Well actually it is pretty hard to say anything bad about Nosferatu. Max Schrek is lit so well and his costume is complete that he doesn’t need to speak in order to be frightening. Murnau also took out the annoyingly slow parts in the original novel, shrinking the runtime down and making this film actually flow and breath. (unlike that horrible novel. (Seriously, don’t ever read the novel. Bram Stoker was not a good writer or really a writer at all…) He also changed the ending and therefore made vampire history by implying that vampires get killed by sunlight. Let’s just think what it would have been like to never see an irresitable vampire turn into dust or shrivel up… We would have no real way to kill vampires without having to wittle sticks and that would have been lame.

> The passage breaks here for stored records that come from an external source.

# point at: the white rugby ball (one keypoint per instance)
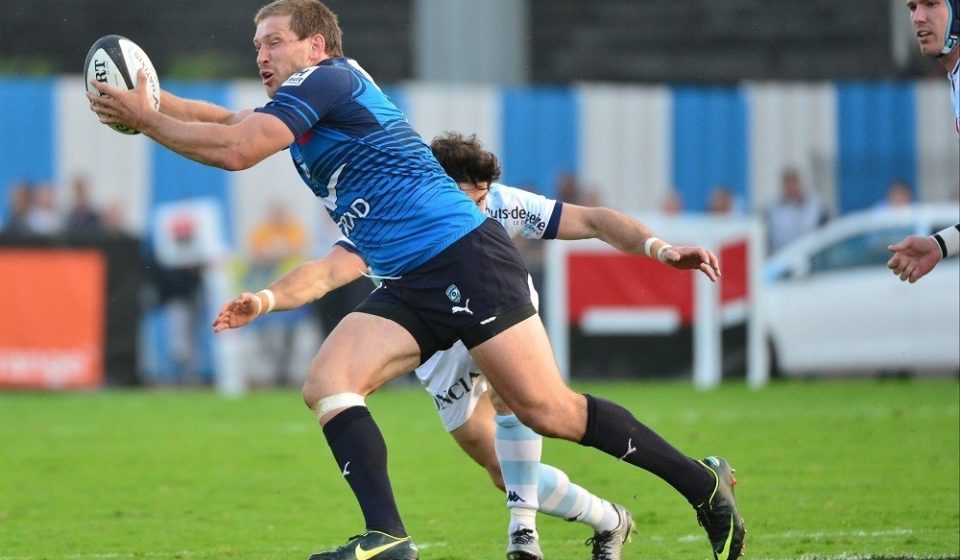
(116, 60)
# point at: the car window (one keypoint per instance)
(866, 249)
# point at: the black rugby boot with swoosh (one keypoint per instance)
(372, 545)
(718, 513)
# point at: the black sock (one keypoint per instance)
(361, 453)
(613, 430)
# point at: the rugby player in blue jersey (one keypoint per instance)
(936, 24)
(506, 448)
(446, 272)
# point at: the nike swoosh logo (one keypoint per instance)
(367, 554)
(724, 552)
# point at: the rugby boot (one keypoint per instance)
(609, 544)
(524, 545)
(372, 545)
(718, 513)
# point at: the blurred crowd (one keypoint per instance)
(34, 210)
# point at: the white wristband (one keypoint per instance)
(271, 301)
(663, 248)
(648, 244)
(949, 241)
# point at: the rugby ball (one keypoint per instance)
(116, 60)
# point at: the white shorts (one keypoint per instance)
(454, 380)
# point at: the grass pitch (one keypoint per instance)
(863, 469)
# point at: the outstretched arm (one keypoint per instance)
(915, 256)
(204, 133)
(307, 282)
(195, 110)
(630, 236)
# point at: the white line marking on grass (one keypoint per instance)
(815, 535)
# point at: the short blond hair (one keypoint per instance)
(307, 18)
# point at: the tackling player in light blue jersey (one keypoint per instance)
(937, 26)
(448, 274)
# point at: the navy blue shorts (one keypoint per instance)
(473, 290)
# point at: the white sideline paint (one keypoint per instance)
(785, 535)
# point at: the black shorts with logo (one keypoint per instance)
(473, 290)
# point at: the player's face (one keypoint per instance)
(279, 52)
(929, 18)
(477, 192)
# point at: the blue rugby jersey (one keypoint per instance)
(378, 179)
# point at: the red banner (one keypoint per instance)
(52, 318)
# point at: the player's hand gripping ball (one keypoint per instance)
(116, 60)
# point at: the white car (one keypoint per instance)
(831, 306)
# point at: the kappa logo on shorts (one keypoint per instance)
(453, 293)
(464, 309)
(297, 78)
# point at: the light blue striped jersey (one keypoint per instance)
(378, 179)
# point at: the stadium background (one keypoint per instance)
(634, 98)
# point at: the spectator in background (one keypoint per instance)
(21, 200)
(43, 217)
(796, 213)
(276, 243)
(899, 195)
(330, 309)
(937, 27)
(280, 236)
(81, 217)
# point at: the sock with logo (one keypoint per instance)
(361, 453)
(518, 450)
(561, 498)
(613, 430)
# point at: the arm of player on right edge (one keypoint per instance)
(630, 236)
(307, 282)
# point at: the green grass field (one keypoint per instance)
(828, 470)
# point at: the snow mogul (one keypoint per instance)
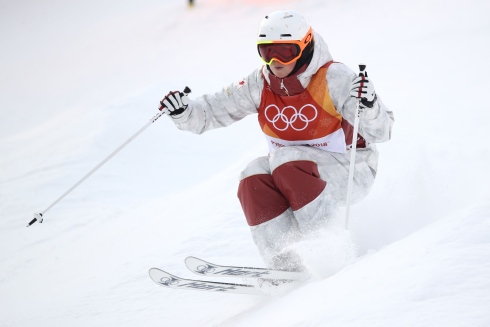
(306, 105)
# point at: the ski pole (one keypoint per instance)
(362, 67)
(39, 216)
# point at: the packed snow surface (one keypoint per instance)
(79, 78)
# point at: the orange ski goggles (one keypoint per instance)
(283, 51)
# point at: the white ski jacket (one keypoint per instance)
(240, 99)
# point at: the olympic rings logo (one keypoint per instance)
(290, 117)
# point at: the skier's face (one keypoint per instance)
(281, 70)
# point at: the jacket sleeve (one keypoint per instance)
(375, 123)
(223, 108)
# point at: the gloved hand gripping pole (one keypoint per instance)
(362, 68)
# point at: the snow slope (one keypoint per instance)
(78, 79)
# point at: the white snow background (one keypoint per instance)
(78, 78)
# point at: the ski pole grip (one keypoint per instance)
(37, 217)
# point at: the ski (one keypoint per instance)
(167, 280)
(204, 268)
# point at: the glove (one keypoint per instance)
(363, 89)
(175, 102)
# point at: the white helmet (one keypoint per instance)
(283, 25)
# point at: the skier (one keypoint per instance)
(306, 107)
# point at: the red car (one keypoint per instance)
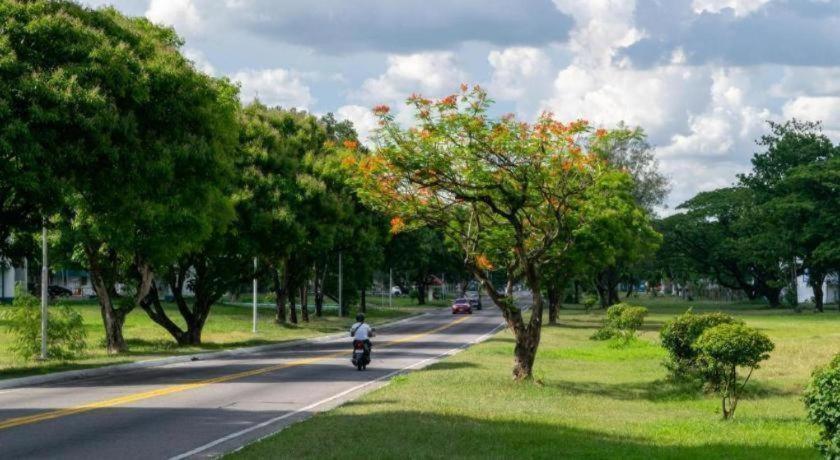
(461, 306)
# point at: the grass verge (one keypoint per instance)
(594, 401)
(229, 326)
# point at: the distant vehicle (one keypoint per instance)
(461, 306)
(59, 291)
(474, 300)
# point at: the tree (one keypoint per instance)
(723, 349)
(796, 151)
(731, 240)
(504, 192)
(810, 205)
(621, 251)
(138, 137)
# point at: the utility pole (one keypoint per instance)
(254, 327)
(44, 281)
(340, 304)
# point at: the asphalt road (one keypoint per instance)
(205, 408)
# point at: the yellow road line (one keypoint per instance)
(13, 422)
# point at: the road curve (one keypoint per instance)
(208, 407)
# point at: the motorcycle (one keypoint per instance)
(361, 355)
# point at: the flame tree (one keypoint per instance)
(509, 194)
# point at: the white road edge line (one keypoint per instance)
(266, 423)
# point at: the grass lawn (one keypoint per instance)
(229, 326)
(593, 401)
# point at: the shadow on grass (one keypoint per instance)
(48, 368)
(447, 366)
(394, 434)
(660, 390)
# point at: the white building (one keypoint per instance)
(9, 277)
(831, 289)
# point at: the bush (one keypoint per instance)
(822, 397)
(622, 322)
(65, 334)
(589, 302)
(722, 350)
(678, 337)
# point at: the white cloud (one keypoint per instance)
(739, 7)
(824, 108)
(274, 87)
(432, 74)
(727, 126)
(601, 28)
(183, 15)
(363, 120)
(516, 70)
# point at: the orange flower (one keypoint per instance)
(397, 225)
(482, 262)
(449, 101)
(348, 161)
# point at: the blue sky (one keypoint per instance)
(700, 76)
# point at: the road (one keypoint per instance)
(205, 408)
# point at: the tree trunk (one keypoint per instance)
(304, 303)
(280, 294)
(319, 290)
(555, 297)
(292, 306)
(816, 280)
(421, 293)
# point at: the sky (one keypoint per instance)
(702, 77)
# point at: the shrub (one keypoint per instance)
(65, 334)
(678, 337)
(622, 322)
(822, 397)
(722, 350)
(589, 302)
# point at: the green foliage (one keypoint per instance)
(678, 337)
(621, 323)
(723, 349)
(822, 398)
(65, 332)
(589, 301)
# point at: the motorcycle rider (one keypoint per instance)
(362, 331)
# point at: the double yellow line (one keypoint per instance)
(13, 422)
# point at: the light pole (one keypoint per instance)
(340, 312)
(254, 327)
(44, 282)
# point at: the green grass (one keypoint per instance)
(228, 327)
(592, 401)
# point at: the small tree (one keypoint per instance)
(822, 397)
(725, 348)
(678, 337)
(622, 322)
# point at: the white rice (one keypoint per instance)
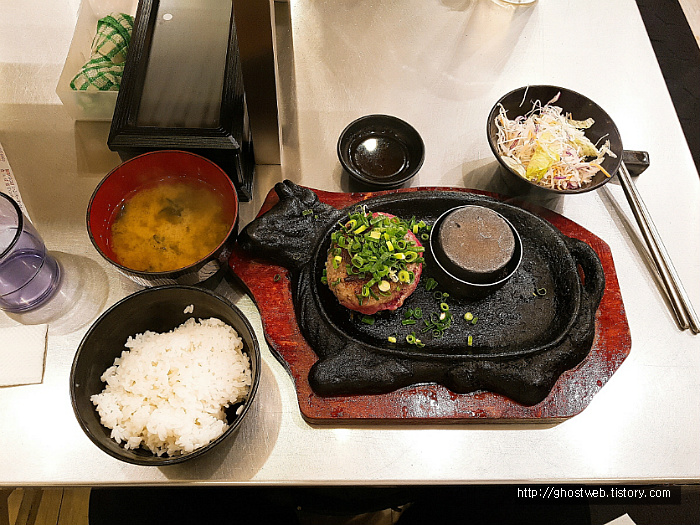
(168, 391)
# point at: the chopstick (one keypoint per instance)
(680, 302)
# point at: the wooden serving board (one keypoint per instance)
(271, 288)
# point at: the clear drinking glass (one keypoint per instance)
(29, 275)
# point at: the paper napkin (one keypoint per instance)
(22, 354)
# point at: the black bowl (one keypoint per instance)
(468, 282)
(381, 151)
(158, 309)
(519, 102)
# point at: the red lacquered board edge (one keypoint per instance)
(271, 288)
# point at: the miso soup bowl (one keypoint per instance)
(135, 174)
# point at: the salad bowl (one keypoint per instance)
(580, 172)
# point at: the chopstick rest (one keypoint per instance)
(22, 354)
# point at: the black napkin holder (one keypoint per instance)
(182, 88)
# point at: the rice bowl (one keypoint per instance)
(168, 391)
(161, 310)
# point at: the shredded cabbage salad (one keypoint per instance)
(549, 148)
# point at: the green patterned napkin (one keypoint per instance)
(103, 72)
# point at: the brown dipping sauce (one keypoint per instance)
(477, 244)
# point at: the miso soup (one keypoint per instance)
(169, 225)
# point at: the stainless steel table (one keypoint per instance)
(440, 65)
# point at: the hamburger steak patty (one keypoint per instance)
(348, 288)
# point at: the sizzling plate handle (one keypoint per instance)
(594, 276)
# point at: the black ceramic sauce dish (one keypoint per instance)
(520, 101)
(158, 309)
(381, 151)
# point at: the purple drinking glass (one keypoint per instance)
(29, 275)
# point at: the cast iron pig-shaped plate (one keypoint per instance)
(529, 332)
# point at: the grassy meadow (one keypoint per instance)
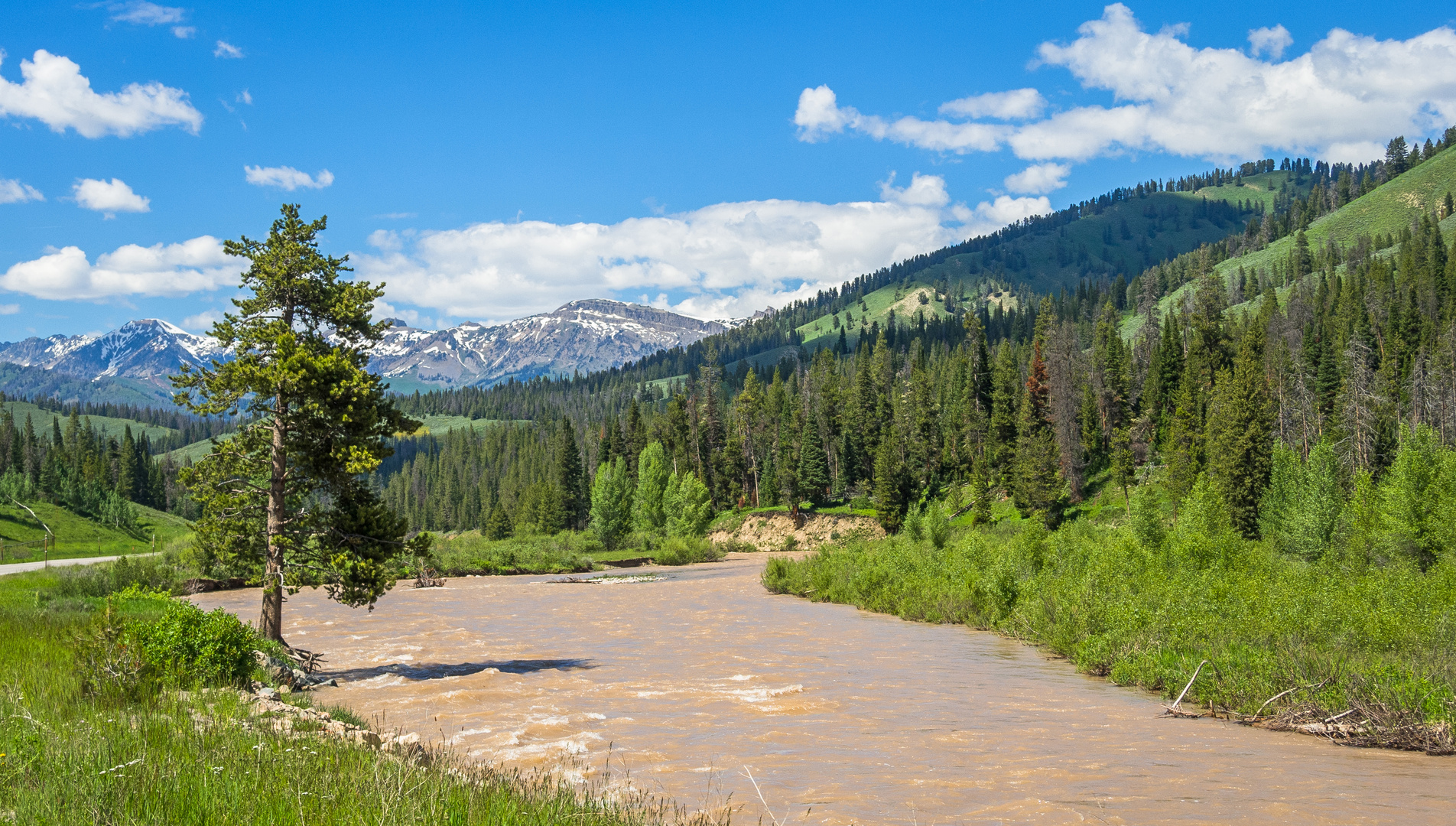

My favorite scene and the scene that sort of stays with the viewer most after the film is over is the ship scene. This is where one of the famous pictures of Nosferatu comes from. He stares down at you from the deck with his hands all out to potentially kill you. I also think that the concept is scary. Knowing that your friends and shipmates are getting killed and there is no one to save you because you are out in the middle of the ocean. All you can do is wait until it is your turn. You know that it is coming from a certain box, but you don’t know what it is or how to stop it. Ugh. That would suck.

I think this is a masterpiece, plain and simple. If you are interested in the history of vampires, I would suggest buying this film and studying it.